March 13, 2013. Authorities announce charges against 57 individuals spanning six states for operating an illegal gambling operation under the guise of a veteran’s charity. Among the victims of this emerging scandal were the residents of Allied Veterans Center in Jacksonville, Florida. The charity owned facility offered support to veterans with disabilities, and dozens were at risk of becoming homeless. Thankfully, the center survived and retired Marine Colonel Len Loving and his wife are the new managers. However, as of last week, the facility is still struggling and understaffing requires operating at less than full capacity.

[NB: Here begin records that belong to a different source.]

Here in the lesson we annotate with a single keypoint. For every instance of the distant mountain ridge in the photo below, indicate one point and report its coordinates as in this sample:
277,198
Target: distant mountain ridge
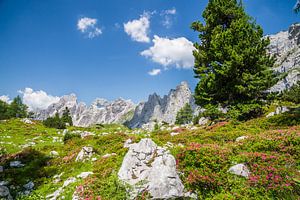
283,45
101,111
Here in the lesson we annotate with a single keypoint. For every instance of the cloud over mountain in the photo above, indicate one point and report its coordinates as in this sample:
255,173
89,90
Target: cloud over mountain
88,26
167,52
37,99
138,29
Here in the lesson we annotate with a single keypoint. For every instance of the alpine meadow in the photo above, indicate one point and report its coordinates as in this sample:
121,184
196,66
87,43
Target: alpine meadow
229,129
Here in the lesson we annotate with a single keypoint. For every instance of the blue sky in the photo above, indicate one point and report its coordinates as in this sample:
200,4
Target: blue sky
43,46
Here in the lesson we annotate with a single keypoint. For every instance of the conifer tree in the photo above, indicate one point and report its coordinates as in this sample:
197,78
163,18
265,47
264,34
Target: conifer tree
17,108
231,60
66,117
3,110
297,6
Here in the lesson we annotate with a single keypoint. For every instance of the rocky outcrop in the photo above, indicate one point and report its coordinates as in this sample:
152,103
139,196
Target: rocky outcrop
101,111
240,170
162,109
147,167
285,46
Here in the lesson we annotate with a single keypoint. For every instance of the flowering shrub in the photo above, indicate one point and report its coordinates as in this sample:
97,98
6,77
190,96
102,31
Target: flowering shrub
204,167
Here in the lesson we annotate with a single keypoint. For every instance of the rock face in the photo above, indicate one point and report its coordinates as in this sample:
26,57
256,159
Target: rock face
149,167
101,111
162,109
285,46
85,154
240,170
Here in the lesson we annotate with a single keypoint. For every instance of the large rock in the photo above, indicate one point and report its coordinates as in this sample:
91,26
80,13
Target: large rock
162,109
240,170
85,154
147,167
4,193
101,111
285,47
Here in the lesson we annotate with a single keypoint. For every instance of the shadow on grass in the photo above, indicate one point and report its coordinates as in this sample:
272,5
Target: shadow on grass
35,169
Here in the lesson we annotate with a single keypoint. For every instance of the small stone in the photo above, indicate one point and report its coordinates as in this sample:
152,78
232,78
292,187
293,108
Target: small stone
127,143
4,193
240,170
174,133
69,181
16,164
29,185
241,138
203,121
54,153
27,121
3,183
83,175
85,154
109,155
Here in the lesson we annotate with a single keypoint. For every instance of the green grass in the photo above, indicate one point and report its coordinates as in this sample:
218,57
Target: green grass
203,161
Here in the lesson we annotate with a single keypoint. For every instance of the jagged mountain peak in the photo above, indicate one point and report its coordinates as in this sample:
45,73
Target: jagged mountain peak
162,108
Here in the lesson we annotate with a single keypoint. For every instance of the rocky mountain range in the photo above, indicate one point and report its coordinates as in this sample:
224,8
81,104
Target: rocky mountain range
101,111
162,109
284,46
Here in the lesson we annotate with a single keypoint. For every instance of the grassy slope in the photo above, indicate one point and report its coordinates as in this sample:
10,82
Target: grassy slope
271,151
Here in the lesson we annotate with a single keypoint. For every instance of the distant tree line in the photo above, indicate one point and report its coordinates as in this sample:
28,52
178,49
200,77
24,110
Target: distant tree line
16,109
59,122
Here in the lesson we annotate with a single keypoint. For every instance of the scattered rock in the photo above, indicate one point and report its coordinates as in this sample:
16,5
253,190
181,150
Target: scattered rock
27,121
109,155
203,121
279,110
16,164
149,167
85,154
55,194
69,181
127,143
3,183
241,138
57,178
83,175
29,185
54,153
174,133
4,193
86,134
240,170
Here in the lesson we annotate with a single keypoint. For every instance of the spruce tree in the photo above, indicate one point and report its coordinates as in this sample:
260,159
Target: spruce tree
297,6
66,117
17,108
184,115
231,60
3,110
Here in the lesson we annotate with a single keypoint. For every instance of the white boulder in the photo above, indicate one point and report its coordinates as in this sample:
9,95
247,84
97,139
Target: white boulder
147,166
240,170
85,154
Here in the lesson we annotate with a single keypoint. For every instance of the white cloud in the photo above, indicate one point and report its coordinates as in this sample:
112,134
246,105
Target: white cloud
168,17
167,52
154,72
170,11
5,98
88,26
37,99
138,29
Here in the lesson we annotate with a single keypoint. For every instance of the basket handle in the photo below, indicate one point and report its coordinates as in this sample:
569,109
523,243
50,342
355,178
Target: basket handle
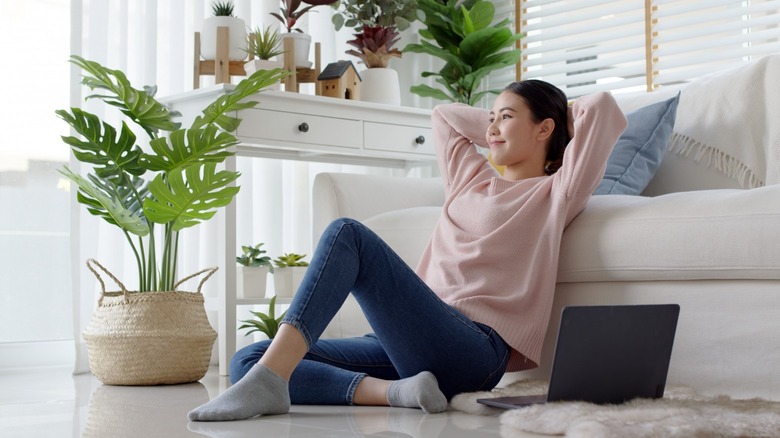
210,272
91,264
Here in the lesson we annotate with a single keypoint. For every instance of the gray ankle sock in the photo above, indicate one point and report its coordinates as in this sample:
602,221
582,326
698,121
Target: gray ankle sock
260,392
420,391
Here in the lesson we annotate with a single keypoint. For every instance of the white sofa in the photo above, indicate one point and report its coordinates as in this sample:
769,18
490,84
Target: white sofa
695,237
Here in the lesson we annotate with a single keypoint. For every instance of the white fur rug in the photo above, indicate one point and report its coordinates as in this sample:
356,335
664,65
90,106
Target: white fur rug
681,413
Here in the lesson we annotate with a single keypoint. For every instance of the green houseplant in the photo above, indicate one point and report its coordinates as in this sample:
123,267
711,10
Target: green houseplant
264,44
253,272
267,324
288,273
468,42
290,11
149,192
175,184
376,24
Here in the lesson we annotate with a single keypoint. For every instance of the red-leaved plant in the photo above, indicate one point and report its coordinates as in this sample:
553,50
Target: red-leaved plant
290,14
375,45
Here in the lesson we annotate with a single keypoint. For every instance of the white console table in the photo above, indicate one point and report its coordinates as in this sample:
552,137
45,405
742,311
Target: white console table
309,128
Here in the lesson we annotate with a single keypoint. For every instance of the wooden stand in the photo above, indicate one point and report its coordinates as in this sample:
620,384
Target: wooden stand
221,68
301,75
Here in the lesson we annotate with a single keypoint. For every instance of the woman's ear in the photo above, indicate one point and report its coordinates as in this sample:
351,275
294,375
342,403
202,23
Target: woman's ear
546,129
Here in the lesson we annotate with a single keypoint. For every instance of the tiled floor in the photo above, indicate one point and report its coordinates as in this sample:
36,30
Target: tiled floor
54,403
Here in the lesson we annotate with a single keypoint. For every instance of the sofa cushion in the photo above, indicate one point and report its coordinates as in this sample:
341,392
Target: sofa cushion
709,234
640,149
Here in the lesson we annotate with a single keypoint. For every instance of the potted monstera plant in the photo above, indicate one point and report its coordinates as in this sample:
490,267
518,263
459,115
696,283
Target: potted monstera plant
151,190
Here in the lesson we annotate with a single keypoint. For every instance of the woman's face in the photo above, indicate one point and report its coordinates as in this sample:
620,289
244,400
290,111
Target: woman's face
515,139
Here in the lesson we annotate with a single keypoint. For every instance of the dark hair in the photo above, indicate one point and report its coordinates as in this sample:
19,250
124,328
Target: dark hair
546,101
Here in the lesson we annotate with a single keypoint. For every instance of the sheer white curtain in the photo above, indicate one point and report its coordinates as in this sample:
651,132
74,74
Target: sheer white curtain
151,41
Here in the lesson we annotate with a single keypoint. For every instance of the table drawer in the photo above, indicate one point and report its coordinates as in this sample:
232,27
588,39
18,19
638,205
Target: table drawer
398,138
300,128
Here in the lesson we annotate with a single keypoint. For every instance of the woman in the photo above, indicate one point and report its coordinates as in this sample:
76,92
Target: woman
479,302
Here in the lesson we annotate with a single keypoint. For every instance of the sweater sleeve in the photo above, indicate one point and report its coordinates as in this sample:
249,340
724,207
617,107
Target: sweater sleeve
457,128
598,123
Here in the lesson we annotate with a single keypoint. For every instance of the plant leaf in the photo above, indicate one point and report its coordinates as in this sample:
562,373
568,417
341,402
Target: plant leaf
107,205
138,105
110,155
217,112
428,91
187,197
186,147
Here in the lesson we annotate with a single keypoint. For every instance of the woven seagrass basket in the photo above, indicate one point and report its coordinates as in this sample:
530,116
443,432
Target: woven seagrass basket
149,338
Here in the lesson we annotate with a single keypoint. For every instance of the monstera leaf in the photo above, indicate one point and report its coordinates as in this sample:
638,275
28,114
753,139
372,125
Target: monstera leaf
217,112
100,146
116,206
185,187
186,147
140,106
189,197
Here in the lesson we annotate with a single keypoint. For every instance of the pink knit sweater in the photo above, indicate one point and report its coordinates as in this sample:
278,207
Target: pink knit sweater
494,251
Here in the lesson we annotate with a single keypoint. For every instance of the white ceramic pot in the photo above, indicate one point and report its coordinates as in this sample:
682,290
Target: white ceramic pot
263,64
380,85
287,280
251,281
208,38
302,45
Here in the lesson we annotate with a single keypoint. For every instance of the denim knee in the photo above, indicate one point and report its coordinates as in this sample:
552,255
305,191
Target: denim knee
246,358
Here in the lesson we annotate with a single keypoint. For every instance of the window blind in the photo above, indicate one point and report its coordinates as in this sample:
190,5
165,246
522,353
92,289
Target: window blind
584,46
695,37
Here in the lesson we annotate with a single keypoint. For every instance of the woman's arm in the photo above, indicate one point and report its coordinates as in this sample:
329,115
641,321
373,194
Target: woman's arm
456,129
597,125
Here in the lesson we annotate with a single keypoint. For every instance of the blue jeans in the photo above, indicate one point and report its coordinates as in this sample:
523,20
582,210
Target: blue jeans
414,330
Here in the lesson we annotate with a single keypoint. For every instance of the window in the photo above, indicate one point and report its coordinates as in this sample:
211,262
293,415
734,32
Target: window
585,46
35,297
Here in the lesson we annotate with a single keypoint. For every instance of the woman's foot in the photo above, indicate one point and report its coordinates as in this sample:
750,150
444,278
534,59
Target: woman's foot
420,391
260,392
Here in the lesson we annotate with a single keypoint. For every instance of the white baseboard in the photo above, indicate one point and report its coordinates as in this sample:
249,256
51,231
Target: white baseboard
45,354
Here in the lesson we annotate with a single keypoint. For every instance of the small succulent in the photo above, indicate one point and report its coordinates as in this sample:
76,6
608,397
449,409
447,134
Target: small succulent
253,256
290,14
222,9
374,45
289,260
268,324
264,44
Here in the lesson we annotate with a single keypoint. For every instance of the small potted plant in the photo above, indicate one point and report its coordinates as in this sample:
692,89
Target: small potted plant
376,24
265,45
253,272
472,46
288,274
268,324
290,12
223,17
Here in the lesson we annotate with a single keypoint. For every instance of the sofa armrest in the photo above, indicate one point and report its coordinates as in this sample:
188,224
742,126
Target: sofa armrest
360,197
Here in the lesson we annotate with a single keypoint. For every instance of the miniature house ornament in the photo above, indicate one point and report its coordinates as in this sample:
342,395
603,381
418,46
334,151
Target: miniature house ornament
341,80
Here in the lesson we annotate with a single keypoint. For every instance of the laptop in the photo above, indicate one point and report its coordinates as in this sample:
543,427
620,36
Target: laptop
607,355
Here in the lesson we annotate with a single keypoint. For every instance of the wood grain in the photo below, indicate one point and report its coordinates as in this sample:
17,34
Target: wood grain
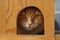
9,10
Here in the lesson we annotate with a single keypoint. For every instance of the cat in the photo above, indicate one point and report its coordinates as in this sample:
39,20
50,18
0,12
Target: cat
30,21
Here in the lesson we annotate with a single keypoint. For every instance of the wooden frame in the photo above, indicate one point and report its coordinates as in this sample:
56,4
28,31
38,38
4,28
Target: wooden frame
9,15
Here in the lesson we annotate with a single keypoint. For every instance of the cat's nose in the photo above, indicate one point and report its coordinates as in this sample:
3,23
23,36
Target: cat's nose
30,25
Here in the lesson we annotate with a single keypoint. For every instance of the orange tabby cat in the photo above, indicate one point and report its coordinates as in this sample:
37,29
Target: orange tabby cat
30,21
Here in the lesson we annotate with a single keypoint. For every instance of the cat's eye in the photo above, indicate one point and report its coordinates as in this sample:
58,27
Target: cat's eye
37,15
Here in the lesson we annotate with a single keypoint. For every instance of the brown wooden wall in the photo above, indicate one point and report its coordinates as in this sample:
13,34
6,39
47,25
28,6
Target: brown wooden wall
9,10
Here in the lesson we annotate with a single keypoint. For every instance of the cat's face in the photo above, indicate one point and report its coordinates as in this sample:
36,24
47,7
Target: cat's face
30,19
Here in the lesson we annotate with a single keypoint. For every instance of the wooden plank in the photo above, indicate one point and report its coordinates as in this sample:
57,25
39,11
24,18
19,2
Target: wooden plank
9,14
2,17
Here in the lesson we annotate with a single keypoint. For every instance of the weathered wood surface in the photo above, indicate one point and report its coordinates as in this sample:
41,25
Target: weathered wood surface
9,10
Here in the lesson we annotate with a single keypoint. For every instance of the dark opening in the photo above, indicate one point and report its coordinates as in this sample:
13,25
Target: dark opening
30,20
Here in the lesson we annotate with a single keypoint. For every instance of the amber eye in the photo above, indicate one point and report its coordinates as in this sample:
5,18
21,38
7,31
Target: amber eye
37,15
23,16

Homelessness is not a crime; rather a complex condition inflicting hundreds of thousands across the country each night. Approximately nine percent of the homeless population or 57,000 are veterans. My colleague Mary wrote an excellent blog on June 11 that explains the VA’s definition of being homeless. There are many reasons for becoming homeless and veterans share some common similarities. They include being unemployed or underemployed, suffering psychological disabilities like PTSD and depression, substance abuse prompted by psychological disabilities and most importantly lack of social support.
The former VA Secretary Eric Shinseki was under mounting scrutiny before resigning last month, as he should have. However, Shinseki made significant headway improving the support needed to combat veteran homelessness. Funding has increased exponentially since 2009 when President Obama and Shinseki vowed to end veteran homelessness by 2016. As a result, the number of homeless veterans diminished by almost 25% from 75,000 in 2009 to 57,000 in 2013.
Disappointingly, it appears President Obama will not end homelessness among veterans as promised by 2016. Sadly, thousands of veterans will remain homeless and impoverished suffering from physical and emotional ailments incurred by their military service – a travesty calling into question our humanity and identity as a nation for allowing this to occur. Veterans do not deserve the despair of homelessness – rather entitled to quality healthcare, respect and dignity of a job and home. Therefore, efforts must continue at local and national levels to eradicate veteran homelessness.
You can help numerous ways within your community. If you own a business, consider hiring a veteran. If employed, suggest having a food drive to support local shelters or donate to reputable charities. If you know someone who is homeless, or about to be, contact the VA’s national call center for homeless veterans at 1-877-4AIDVET. Lastly, contact your Congressional representatives and ask what they are doing to fight veteran homelessness.